Sur les demandes accessoires

Afin de tenir compte du placement en liquidation judiciaire de la SAS La Compagnie des Boissons, il convient d'infirmer le jugement déféré sur les demandes accessoires et de fixer au passif de la procédure de liquidation judiciaire ouverte à l'encontre de la SAS La Compagnie des Boissons la créance de la SA [L] à la somme de 800 euros au titre de l'article 700 du code de procédure civile de première instance ainsi que les dépens de première instance.

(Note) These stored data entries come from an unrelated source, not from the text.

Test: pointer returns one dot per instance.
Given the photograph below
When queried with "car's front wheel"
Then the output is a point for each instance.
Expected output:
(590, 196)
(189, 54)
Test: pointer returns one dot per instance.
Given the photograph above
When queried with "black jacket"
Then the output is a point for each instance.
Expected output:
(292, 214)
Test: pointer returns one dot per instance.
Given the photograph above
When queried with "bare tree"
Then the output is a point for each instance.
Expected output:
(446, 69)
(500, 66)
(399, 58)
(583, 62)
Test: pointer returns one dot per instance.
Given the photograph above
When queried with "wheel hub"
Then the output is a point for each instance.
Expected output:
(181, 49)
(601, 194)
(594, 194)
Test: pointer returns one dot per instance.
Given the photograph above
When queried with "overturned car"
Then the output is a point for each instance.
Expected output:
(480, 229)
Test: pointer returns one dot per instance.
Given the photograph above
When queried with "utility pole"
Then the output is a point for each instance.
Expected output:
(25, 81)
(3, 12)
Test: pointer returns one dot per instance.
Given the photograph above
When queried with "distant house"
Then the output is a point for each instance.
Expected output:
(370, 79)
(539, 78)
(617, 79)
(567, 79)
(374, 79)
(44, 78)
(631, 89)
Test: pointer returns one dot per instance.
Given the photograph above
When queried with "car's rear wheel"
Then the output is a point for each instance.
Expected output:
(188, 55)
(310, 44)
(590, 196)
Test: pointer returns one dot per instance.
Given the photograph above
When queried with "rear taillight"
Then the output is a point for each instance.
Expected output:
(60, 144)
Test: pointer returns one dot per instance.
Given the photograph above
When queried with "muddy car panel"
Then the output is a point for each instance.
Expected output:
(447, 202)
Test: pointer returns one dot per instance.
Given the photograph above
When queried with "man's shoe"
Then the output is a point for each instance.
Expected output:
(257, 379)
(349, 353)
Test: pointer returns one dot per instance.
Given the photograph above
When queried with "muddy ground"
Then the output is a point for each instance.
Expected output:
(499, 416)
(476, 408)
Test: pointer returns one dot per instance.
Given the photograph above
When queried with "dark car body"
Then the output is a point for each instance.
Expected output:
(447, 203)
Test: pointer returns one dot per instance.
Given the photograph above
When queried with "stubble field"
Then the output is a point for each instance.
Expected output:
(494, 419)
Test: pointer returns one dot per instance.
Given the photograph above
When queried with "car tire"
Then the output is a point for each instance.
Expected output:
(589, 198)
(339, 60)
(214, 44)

Pour le surplus, il convient de débouter la SAS La Compagnie des Boissons de l'ensemble de ses demandes, fins et conclusions et de dire que les frais et dépens d'appel seront passés en frais privilégiés de la procédure.

PAR CES MOTIFS

La cour, après en avoir délibéré conformément à la loi, par arrêt réputé contradictoire mis à disposition au greffe et en dernier ressort,

Dans la limite de sa saisine et tenant la procédure de liquidation judiciaire ouverte à l'encontre de la SAS La Compagnie des Boissons par jugement du 25 juillet 2025,

Dit que la cour n'est pas saisie des demandes et moyens présentés en appel par la SAS La Compagnie des Boissons,

Infirme le jugement rendu le 2 février 2023 par le tribunal judiciaire de Béziers,

Statuant à nouveau et y ajoutant,

Fixe au passif de la procédure de liquidation judiciaire ouverte à l'encontre de la SAS La Compagnie des Boissons la créance de la SA [L] à la somme de 5.676,03 euros arrêtée au 25 juillet 2025 outre intérêts au taux légal à compter de la présente décision et ce jusqu'à parfait paiement,

Fixe au passif de la procédure de liquidation judiciaire ouverte à l'encontre de la SAS La Compagnie des Boissons la créance de la SA [L] à la somme de 800 euros au titre de l'article 700 du code de procédure civile de première instance,

Fixe au passif de la procédure de liquidation judiciaire ouverte à l'encontre de la SAS La Compagnie des Boissons les dépens de première instance,

Déclare cet arrêt opposable à Me [T] [D] ès qualités de liquidateur judiciaire de la SAS La Compagnie des Boissons,

Dit que les frais et dépens d'appel seront passés en frais privilégiés de la procédure.